Rani Lakshmi Bai: What you must know about her

* Her original maiden name was Manikarnika. She was rechristened as Lakshmi Bai when she got married to Maharaja Gangadhar Rao Newalkar of Jhansi in 1834. Her father was an advisor in the Peshwa court.

* After her mother's demise when she was aged four, Manikarnika took to the ways of the Peshwa. She learnt how to wield a sword and took training in archery, shooting and the ancient gymnastics artform Mallakhamba.

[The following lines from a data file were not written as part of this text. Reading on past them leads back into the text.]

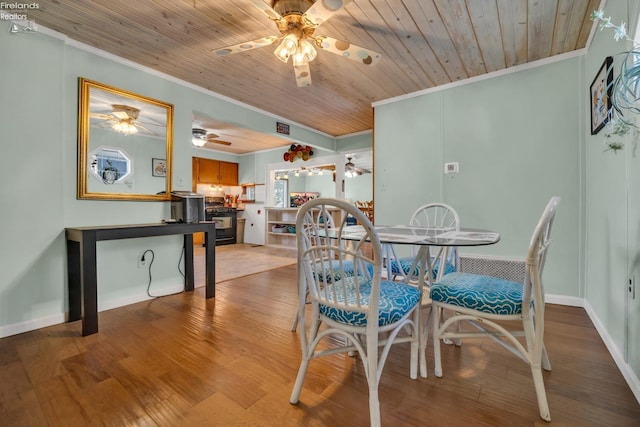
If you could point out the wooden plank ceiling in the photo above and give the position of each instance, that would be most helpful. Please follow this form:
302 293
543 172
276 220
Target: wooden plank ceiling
424 43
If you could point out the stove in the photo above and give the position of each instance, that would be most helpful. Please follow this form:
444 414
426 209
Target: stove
224 217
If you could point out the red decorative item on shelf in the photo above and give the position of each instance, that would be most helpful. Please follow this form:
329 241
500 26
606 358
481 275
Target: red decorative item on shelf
298 151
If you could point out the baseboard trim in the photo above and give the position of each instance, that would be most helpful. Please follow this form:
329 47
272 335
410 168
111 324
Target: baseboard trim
32 325
56 319
623 366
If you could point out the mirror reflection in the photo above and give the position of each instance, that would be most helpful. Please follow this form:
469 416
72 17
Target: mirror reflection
122 138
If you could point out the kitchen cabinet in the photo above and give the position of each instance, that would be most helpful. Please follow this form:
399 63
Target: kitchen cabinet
217 172
248 193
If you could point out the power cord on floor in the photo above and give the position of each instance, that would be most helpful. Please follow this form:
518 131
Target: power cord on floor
153 257
180 271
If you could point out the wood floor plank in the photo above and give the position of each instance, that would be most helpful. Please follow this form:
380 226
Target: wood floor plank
182 360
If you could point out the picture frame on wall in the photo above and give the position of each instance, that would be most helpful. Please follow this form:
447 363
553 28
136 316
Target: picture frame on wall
159 167
600 96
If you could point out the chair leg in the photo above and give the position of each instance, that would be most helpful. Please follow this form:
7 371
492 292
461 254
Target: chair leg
294 324
546 364
435 322
371 361
297 388
374 406
541 394
424 338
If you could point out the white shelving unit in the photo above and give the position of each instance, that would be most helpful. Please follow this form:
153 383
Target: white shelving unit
283 219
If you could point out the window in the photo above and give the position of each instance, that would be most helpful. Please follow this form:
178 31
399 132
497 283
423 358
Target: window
110 165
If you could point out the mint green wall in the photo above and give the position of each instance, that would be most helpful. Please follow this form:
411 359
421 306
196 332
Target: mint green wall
38 132
612 210
510 165
521 138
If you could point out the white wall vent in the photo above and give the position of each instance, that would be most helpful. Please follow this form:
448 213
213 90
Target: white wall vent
506 268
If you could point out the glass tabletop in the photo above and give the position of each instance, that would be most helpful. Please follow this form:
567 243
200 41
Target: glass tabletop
431 236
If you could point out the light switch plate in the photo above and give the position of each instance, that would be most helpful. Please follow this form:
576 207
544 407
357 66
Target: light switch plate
452 167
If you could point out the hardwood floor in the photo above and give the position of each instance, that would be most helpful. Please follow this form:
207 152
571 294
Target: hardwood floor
183 360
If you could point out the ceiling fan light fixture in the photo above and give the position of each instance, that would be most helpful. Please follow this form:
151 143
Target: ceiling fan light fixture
198 142
287 47
307 50
198 137
125 126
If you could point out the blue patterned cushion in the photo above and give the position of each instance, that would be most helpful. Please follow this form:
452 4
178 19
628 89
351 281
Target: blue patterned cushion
396 300
401 267
331 275
483 293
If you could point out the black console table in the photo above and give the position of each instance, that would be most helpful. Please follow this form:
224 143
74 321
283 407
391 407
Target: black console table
82 269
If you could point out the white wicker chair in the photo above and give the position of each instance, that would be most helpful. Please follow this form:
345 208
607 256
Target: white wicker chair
501 309
369 313
429 215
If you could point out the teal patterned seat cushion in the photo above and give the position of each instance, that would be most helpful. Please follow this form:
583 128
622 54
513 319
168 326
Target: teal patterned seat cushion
483 293
401 267
396 300
332 272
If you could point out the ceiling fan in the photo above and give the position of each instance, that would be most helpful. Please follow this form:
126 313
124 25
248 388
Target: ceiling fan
123 119
351 170
199 137
297 21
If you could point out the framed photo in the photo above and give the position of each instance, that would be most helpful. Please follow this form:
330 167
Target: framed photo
159 167
600 96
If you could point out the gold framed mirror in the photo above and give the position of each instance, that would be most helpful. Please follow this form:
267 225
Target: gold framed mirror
125 144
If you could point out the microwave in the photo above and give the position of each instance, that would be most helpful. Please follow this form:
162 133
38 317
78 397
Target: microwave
187 207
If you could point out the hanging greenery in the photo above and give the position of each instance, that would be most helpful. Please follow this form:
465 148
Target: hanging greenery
298 152
625 101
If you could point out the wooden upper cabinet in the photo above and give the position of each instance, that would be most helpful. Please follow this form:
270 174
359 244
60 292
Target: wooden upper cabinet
217 172
228 173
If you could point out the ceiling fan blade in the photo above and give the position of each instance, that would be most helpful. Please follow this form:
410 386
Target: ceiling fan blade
121 115
303 74
321 11
100 116
267 10
348 50
242 47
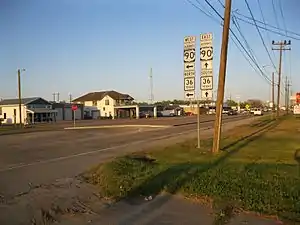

* In in 1851, she gave birth to a boy who passed away four months later. The couple then adopted Rao's cousin's son, Anand Rao (later renamed as Damodar). in 1853, her husband passed away due to an illness. The British saw this as an opportunity to invoke the Doctrine of Lapse wherein a ruler's adopted son could not be proclaimed as the kingdom's heir. Lakshmi Bai challenge the British contention legally in vain and was granted an annual pension of Rs 60,000 until the great revolt of 1857 erupted.

* During the 1857-58 mutiny, Lakshmi Bai resisted the British East India Company forces strongly for two weeks but was forced to vacate the city along with her trusted aides. She along with Tantia Tope and Nana Sahib went on the mount a successful assault on the fortress of Gwalior in Madhya Pradesh. In his notes, Sir Hugh Rose, who led the British forces against Laxmi Bai, termed her a man among mutineers.

* She met her end on June 17, 1958, when the British managed to corner her on the battlefield. She died fighting in the battle of Kotah-ki Sarai. Her's tomb is situated in Gwalior's Phool Bagh area. In his report, Sir Hugh Rose summed up that she was remarkable for her bravery, cleverness, and perseverance. Stating that her generosity to her subordinates was unbounded, Rose noted that these qualities, combined with her rank, made her the most dangerous of all the rebel leaders.